There are over 300,000 avian tissue samples in the world’s museums, representing over 7,000 species (Stoeckle and Winker, Auk 2009). By my calculation, a modest number of these have been analyzed to date for species-level differences. For instance, by my count GenBank contains 13,361 cytochrome b sequences representing 4,320 avian species, and the All Birds Barcoding Initiative (ABBI) has so far collected 17,250 sequences representing 2,969 species. A concerted project of the world’s avian tissue collections employing DNA barcoding approach suggests an unmatched opportunity for large-scale, species-level genetics with many discoveries and hypothesis-generating findings which will inform various areas in evolutionary science. For instance, population genetics modeling starts with correctly identifying breeding populations (ie species). These samples may be eventually be analyzed in small batches, assuming they are not lost or destroyed, but the pace of standard research practices brings to mind the story of the Dead Sea Scrolls. Some were published soon after discovery in 1946, but the rest fell under the control of a committee of scholars and remained hidden not only from public but from other scholars for more than 40 years. When the monopoly was broken in 1991 (by researchers using a desktop computer to reconstruct texts from published concordances), some complained:

“Dr. Frank M. Cross, a scholar at the Harvard Divinity School who has worked with the scrolls since the 1950’s, said in a telephone interview that the publication of these unauthorized versions, which he described as “pirated,” would have no effect on the pace and publication schedules involving the actual scrolls. He defended his colleagues from the frequent charges of undue secrecy and procrastination, saying the critics did not understand the difficulties of working with the remaining unpublished documents that are mostly a collection of fragile fragments of parchment.” New York Times September 5, 1991

J Ornithol paper

PHE researcher Mark Stoeckle is co-author on Jan 2009 J Ornithol paper comparing Scandinavian and North American birds, which found divergent lineages in 19 (24%) of trans-Atlantic species, demonstrating DNA barcoding helps discover diversity even in intensively-studied groups such as birds.

Names

In Systema Natura 250 (Andrew Polaszek, ed; CRC Press), a new collection of essays on the state of taxonomy, David Schindel and Scott Miller address how to speed up “naming” of specimens without causing chaos, in chapter entitled “Provisional nomenclature: The on-ramp to taxonomic names.” The authors observe the increasing numbers of undescribed and undescribable specimens (eg fragments, mixed environmental samples) and propose to standardize provisional names (preferred designation of these standardized hu7temporary placeholders is “taxon label”).

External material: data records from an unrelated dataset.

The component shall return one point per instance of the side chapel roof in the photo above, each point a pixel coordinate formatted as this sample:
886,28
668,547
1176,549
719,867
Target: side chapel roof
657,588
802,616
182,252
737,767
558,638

As they note, there are many provisional names in GenBank (e.g. Ocyptamus sp. MZH S143_2004), so this is not a change in usual practice, except that the format of provisional names is standardized. As a starting point, Schindel and Miller propose a scheme developed by Council of the Heads of Australian Herbariums (CHAH) and recommend review by Biodiversity Information Standards (TDWG). The CHAH format is:

Genus_name sp. Locality (Voucher identifier) Source, where “(Voucher-specimen identifier) is a two-part field consisting of a collector’s name and the voucher specimen number attached to the exemplar of the taxon concept,” and “Source refers to the name of the concept’s proposer.”  Regarding sequence data as identifiers, such labels could be generated by a clustering algorithm for DNA barcodes for example. Schindel and Miller discuss short and long-term advantages to taxonomic workflow, academic credit, and scientific sharing.

A standardized format for provisional names is a simple, powerful proposal with many downstream benefits. I hope TDWG will adopt!